In Uprooted: How 3,000 Years of Jewish Civilization in the Arab World Vanished Overnight, Lyn Julius tells the story of the systematic persecution of Jews by Arab countries, beginning in the 1940s and culminating in mass flight and expulsions. Ben Cohen, in his review, commends Julius for not painting with too broad a brush:
Julius . . . makes it clear that there is no archetypal “oriental Jew,” and no literary sleight of hand can encompass the vastly different experiences of Jews from cowed, closed Yemen and from open, ebullient Morocco. Nor can Cairene Jews, educated in European private schools, be lumped in with those crammed into the Jewish quarters of Fez or Meknes. Insofar as these communities began exhibiting more and more similarities as the 20th century progressed, it was the result of the draconian, discriminatory legal regimes imposed on them by the Arab governments under which they lived.

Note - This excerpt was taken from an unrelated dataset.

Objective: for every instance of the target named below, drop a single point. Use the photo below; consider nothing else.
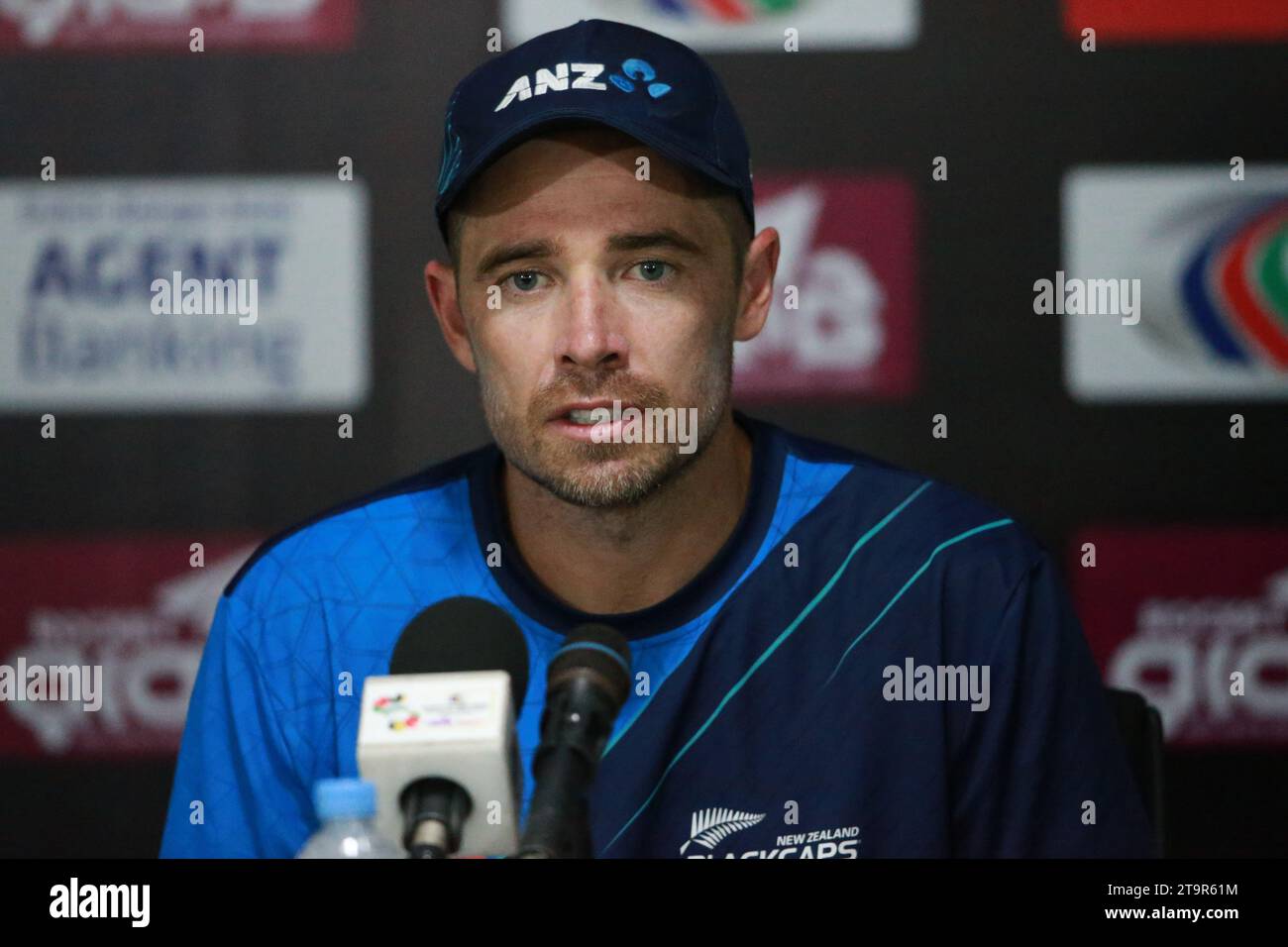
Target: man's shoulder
(353, 541)
(912, 518)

While the expulsion of Mizraḥi Jewry is virtually unknown outside the Jewish world, awareness of the Palestinian refugees—who took flight around the same time—is nearly universal. A number of Israelis have noted the parallels and raised the idea that the two refugee populations could effectively cancel each other out in any final agreement regarding reparations, a suggestion raised by Bill Clinton in the course of peace negotiations. Yet, as Cohen agrees with Julius, the idea of parallel populations is problematic:
Julius . . . that attempting to draw such a parallel does a disservice to the Jews, who were the targets of government-sanctioned discrimination mainly during peacetime. The Palestinian refugees, by contrast, were displaced as a result of the fierce fighting between the Haganah and the invading Arab League armies. The very act of raising this issue, Julius contends, challenges the “unchallenged sway” that the Palestinian refugee issue has held thus far. At the moment, “Jewish refugee rights are dismissed as an impediment to peace, denigrated, or ignored, while Arab rights—including the much-vaunted ‘right of return’—are put on a pedestal.”
As a corrective, Julius puts forward the idea of the Arab world’s Jews as having endured three successive “colonizations.” In the 7th century, there was Islam; in the 19th century, there were European powers; and, finally, in the last century and this one, there has been a “colonization of facts” by which “the story of the Jews from the Middle East and North Africa has been erased and falsified.” Uprooted will surely not be the last historical examination of the Arab world’s exiled Jews, but it is among the first to launch a frontal assault on the myths and preconceptions associated with their plight. For that alone, its value will endure.